IAN RESEARCH CONFERENCE 2007
IAN: A Fast New Vehicle for Autism Research
On June 19, 2007, autism researchers from a wide variety of disciplines, as well as parents and advocates, gathered in Baltimore, Maryland for the Second Annual Interactive Autism Network (IAN) Research Conference. The overall goal of the meeting was to demonstrate to the scientific community how IAN can help them in their crucial work, and to request their support and involvement. (Quick Link to IAN Resources for Researchers and for Families.)
Who was there?
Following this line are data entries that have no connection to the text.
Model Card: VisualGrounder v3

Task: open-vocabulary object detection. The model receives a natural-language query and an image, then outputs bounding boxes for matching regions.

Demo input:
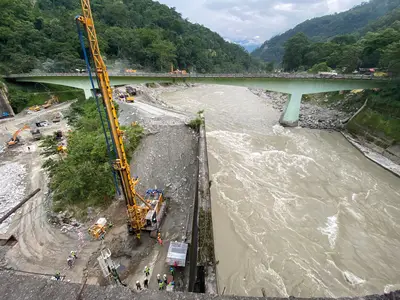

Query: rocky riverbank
[250,89,353,130]
[250,89,400,176]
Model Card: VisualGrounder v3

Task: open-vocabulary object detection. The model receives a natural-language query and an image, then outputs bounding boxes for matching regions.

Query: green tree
[308,62,332,74]
[283,32,310,71]
[380,42,400,75]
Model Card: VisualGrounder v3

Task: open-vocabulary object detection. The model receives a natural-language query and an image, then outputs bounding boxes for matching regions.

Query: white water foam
[318,215,339,249]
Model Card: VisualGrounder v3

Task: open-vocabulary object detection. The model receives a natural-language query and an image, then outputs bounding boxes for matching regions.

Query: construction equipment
[125,86,137,96]
[57,143,67,154]
[52,112,62,123]
[97,249,126,286]
[31,128,42,140]
[169,64,187,75]
[42,95,58,109]
[88,218,107,240]
[28,105,40,111]
[76,0,166,238]
[7,125,30,147]
[53,130,62,140]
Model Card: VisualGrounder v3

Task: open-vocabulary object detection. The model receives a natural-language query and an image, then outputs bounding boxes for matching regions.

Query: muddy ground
[0,87,198,290]
[101,88,198,291]
[0,102,98,282]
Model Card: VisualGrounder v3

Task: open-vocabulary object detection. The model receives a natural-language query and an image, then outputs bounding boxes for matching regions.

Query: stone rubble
[0,162,26,234]
[250,89,352,130]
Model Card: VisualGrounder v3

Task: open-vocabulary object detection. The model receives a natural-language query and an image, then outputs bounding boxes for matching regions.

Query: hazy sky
[158,0,366,44]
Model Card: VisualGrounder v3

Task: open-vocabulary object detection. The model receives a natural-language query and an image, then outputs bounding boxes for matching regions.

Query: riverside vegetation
[41,99,143,211]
Read our List of IAN Research Conference Attendees (pdf - 33.3 KB).
Last year, at the very first IAN Research Conference, attendees heard about our dream of creating an online network that would permit families to share their knowledge and experience with researchers exploring crucial questions in autism. This was still during the "idea" stage, when exciting plans were taking shape but concrete results were yet to be achieved.
This year, two and a half months after the IAN Project's official launch, the IAN team had major progress to report. IAN Research and IAN Community were online and active, 15,000 individuals had consented to take part in the research project, we had published our first IAN Research Report based on families' data, and over 1.5 million pages of content had been viewed on the IAN Community.
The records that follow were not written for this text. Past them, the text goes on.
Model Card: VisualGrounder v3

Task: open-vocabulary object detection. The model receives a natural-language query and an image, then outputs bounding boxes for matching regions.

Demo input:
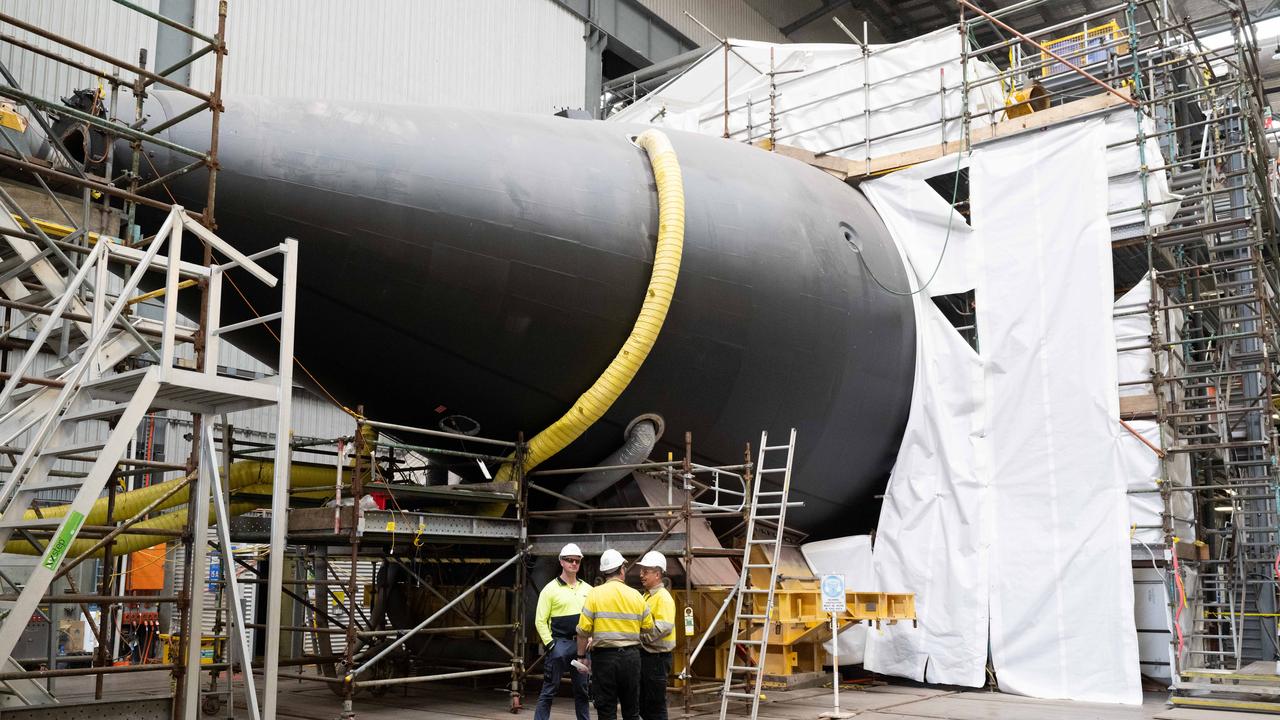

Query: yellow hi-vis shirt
[640,585,676,652]
[534,575,591,644]
[577,579,653,647]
Click here for the Conference Agenda (pdf - 21 KB). The theme was racing --to symbolize that IAN was all about making autism research go FASTER!
The "Auto Show"
The morning was devoted to "the Auto Show" --an introduction to IAN. Kiely Law, IAN's Director of Research, presented on IAN Research. Connie Anderson, IAN's Online Community Facilitator, reported on IAN Community. Cheryl Cohen, the Director of IAN Community, introduced attendees to the upcoming researcher-to-researcher Scientific Community of Practice called IAN Exchange. Lastly, Dawn Koplos, a member of IAN's Parent Advisory Committee and Director of Pathfinders for Autism, gave a report on IAN from a parent's perspective.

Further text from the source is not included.